Unfortunately I don’t always have the chance to focus on one product when consulting , sometimes the time can be minutes to a few hours. Some observations from looking at Drupal.
Disk footprint
Presently, volume and content is of a low volume, but expecting to ramp up. I do however find 90% of disk volume in one table called ‘watchdog';
+--------------+--------------+--------------+-------------+--------+ | table_schema | total_mb | data_mb | index_mb | tables | +--------------+--------------+--------------+-------------+--------+ | xxxxx | 812.95555878 | 745.34520721 | 67.61035156 | 191 | +--------------+--------------+--------------+-------------+--------+ +-------------------------------------------+--------+------------+------------+----------------+--------------+--------------+-------------+ | table_name | engine | row_format | table_rows | avg_row_length | total_mb | data_mb | index_mb | +-------------------------------------------+--------+------------+------------+----------------+--------------+--------------+-------------+ | watchdog | MyISAM | Dynamic | 63058 | 210 | 636.42242813 | 607.72516251 | 28.69726563 | | cache_menu | MyISAM | Dynamic | 145 | 124892 | 25.33553696 | 25.32577133 | 0.00976563 | | search_index | MyISAM | Dynamic | 472087 | 36 | 23.40134048 | 16.30759048 | 7.09375000 | | comments | MyISAM | Dynamic | 98272 | 208 | 21.83272934 | 19.58272934 | 2.25000000 |
Investigating the content of the ‘watchdog’ table shows detailed logging. Drilling down just on the key ‘type’ records shows the following.

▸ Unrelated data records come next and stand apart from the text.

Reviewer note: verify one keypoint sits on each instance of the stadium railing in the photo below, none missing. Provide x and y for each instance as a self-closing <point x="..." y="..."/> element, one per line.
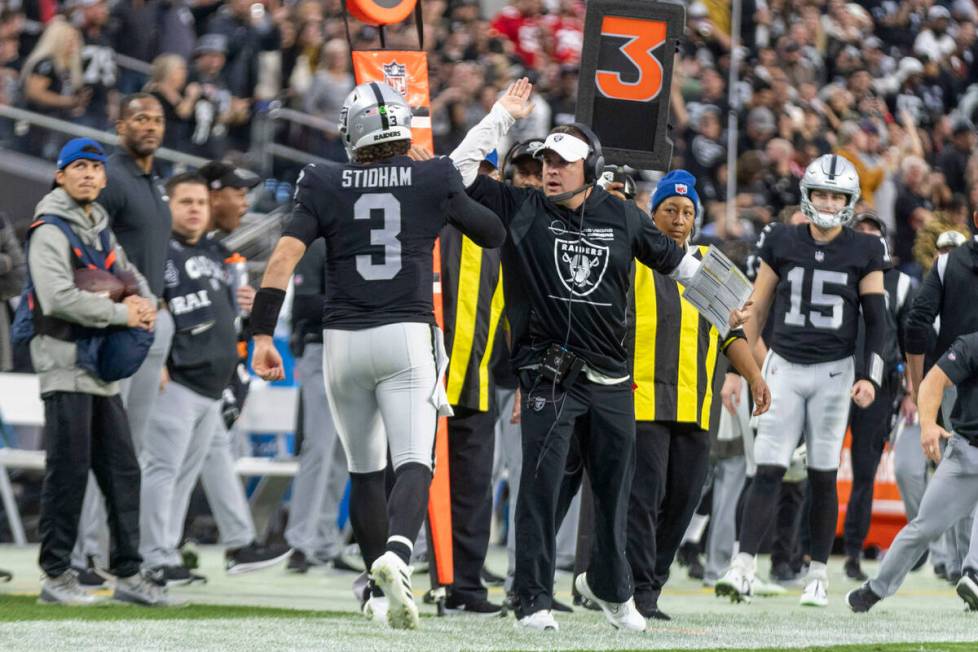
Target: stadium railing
<point x="268" y="410"/>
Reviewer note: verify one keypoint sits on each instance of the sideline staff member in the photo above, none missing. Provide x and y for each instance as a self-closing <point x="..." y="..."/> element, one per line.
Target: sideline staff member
<point x="676" y="352"/>
<point x="567" y="266"/>
<point x="952" y="492"/>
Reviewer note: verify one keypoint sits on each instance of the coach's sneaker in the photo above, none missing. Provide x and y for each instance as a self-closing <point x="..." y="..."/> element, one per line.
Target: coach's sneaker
<point x="816" y="592"/>
<point x="862" y="599"/>
<point x="373" y="603"/>
<point x="967" y="588"/>
<point x="65" y="589"/>
<point x="144" y="589"/>
<point x="254" y="557"/>
<point x="622" y="615"/>
<point x="393" y="577"/>
<point x="539" y="621"/>
<point x="738" y="582"/>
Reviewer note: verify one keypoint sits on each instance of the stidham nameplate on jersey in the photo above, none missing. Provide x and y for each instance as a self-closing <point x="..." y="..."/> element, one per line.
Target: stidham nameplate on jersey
<point x="717" y="289"/>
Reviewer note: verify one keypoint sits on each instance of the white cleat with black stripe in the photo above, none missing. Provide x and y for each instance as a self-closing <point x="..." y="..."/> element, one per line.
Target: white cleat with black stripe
<point x="393" y="577"/>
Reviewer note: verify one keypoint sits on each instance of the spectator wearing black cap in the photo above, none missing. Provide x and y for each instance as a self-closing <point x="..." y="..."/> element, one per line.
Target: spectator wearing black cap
<point x="248" y="33"/>
<point x="953" y="160"/>
<point x="935" y="42"/>
<point x="871" y="425"/>
<point x="228" y="188"/>
<point x="12" y="268"/>
<point x="135" y="201"/>
<point x="99" y="70"/>
<point x="217" y="109"/>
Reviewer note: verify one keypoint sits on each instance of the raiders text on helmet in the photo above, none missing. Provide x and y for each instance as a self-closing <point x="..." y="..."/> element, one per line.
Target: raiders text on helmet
<point x="831" y="173"/>
<point x="374" y="113"/>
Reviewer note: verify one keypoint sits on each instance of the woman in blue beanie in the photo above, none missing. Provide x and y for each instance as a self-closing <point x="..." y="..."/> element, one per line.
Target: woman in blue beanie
<point x="674" y="356"/>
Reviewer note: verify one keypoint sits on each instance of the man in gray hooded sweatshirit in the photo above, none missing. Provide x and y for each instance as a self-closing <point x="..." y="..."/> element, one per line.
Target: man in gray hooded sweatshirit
<point x="85" y="422"/>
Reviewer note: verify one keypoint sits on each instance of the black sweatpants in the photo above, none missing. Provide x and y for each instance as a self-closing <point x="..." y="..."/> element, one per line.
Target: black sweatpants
<point x="870" y="430"/>
<point x="84" y="432"/>
<point x="471" y="442"/>
<point x="671" y="464"/>
<point x="589" y="426"/>
<point x="786" y="542"/>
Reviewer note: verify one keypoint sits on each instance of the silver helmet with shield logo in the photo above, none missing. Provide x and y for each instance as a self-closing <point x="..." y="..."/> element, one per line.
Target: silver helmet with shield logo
<point x="374" y="113"/>
<point x="832" y="173"/>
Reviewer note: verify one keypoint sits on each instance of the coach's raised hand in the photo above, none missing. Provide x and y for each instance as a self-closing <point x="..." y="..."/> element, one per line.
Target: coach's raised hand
<point x="516" y="99"/>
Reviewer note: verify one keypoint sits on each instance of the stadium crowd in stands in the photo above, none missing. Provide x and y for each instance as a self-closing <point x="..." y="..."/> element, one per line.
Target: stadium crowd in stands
<point x="890" y="85"/>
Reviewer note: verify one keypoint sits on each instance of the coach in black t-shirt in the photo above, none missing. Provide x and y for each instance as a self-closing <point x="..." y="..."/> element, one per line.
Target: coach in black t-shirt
<point x="567" y="265"/>
<point x="952" y="492"/>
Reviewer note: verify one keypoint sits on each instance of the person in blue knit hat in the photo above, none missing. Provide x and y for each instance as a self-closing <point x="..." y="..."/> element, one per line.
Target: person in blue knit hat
<point x="675" y="355"/>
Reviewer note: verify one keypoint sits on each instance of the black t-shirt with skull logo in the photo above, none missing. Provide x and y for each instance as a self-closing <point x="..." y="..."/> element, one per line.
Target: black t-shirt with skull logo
<point x="566" y="275"/>
<point x="197" y="291"/>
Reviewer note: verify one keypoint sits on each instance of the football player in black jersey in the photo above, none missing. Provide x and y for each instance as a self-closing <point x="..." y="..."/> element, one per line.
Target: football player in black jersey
<point x="817" y="276"/>
<point x="380" y="215"/>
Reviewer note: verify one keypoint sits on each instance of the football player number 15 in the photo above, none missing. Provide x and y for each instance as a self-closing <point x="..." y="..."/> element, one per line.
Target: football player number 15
<point x="643" y="36"/>
<point x="385" y="237"/>
<point x="819" y="299"/>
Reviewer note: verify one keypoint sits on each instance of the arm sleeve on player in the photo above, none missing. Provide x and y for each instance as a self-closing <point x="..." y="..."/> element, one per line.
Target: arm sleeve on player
<point x="474" y="220"/>
<point x="305" y="223"/>
<point x="481" y="139"/>
<point x="874" y="314"/>
<point x="960" y="361"/>
<point x="656" y="250"/>
<point x="925" y="309"/>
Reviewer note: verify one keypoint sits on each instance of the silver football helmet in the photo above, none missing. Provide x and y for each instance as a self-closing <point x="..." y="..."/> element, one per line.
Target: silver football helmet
<point x="373" y="113"/>
<point x="835" y="174"/>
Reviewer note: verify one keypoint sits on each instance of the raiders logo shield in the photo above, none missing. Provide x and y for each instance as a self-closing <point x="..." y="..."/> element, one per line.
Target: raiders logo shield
<point x="395" y="76"/>
<point x="580" y="264"/>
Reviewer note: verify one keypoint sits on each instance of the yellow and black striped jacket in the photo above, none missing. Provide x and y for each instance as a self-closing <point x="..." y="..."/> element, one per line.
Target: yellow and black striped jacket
<point x="674" y="351"/>
<point x="472" y="298"/>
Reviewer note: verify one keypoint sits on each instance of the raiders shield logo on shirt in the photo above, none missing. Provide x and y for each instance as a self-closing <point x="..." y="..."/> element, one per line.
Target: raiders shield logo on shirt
<point x="581" y="264"/>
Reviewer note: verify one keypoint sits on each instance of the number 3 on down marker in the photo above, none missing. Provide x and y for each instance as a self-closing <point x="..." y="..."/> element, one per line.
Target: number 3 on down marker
<point x="643" y="37"/>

mysql> select message,count(*) from watchdog where type='page not found' group by message order by 2 desc limit 10; +--------------------------------------+----------+ | message | count(*) | +--------------------------------------+----------+ | content/images/loadingAnimation.gif | 17198 | | see/images/loadingAnimation.gif | 6659 | | images/loadingAnimation.gif | 6068 | | node/images/loadingAnimation.gif | 2774 | | favicon.ico | 1772 | | sites/all/modules/coppa/coppa.js | 564 | | users/images/loadingAnimation.gif | 365 | | syndicate/google-analytics.com/ga.js | 295 | | content/img_pos_funny_lowsrc.gif | 230 | | content/google-analytics.com/ga.js | 208 | +--------------------------------------+----------+ 10 rows in set (2.42 sec)
Some 25% of rows is just the reporting one missing file. Correcting this one file cuts down a pile of unnecessary logging.
Repeating Queries
Looking at just 1 random second of SQL logging shows 1200+ SELECT statements.
355 are SELECT changed FROM node
$ grep would_you_rather drupal.1second.log 7 Query SELECT changed FROM node WHERE type='would_you_rather' AND STATUS=1 ORDER BY created DESC LIMIT 1 5 Query SELECT changed FROM node WHERE type='would_you_rather' AND STATUS=1 ORDER BY created DESC LIMIT 1 3 Query SELECT field_image_textarea_value AS value FROM content_type_would_you_rather WHERE vid = 24303 LIMIT 0, 1 4 Query SELECT changed FROM node WHERE type='would_you_rather' AND STATUS=1 ORDER BY created DESC LIMIT 1 6 Query SELECT changed FROM node WHERE type='would_you_rather' AND STATUS=1 ORDER BY created DESC LIMIT 1 10 Query SELECT changed FROM node WHERE type='would_you_rather' AND STATUS=1 ORDER BY created DESC LIMIT 1 9 Query SELECT changed FROM node WHERE type='would_you_rather' AND STATUS=1 ORDER BY created DESC LIMIT 1 8 Query SELECT changed FROM node WHERE type='would_you_rather' AND STATUS=1 ORDER BY created DESC LIMIT 1 9 Query SELECT field_image_textarea_value AS value FROM content_type_would_you_rather WHERE vid = 24303 LIMIT 0, 1
There is plenty of information regarding monitoring the Slow Queries in MySQL, but I have also promoted that’s it not the slow queries that ultimately slow a system down, but the 1000’s of repeating fast queries.
MySQL of course has the Query Cache to assist, but this is a course grade solution, and a high volume read/write environment this is meaningless.
There is a clear need for either a application level caching, or a database redesign to pull rather then poll this information, however without more in depth review of Drupal I can not make any judgment calls.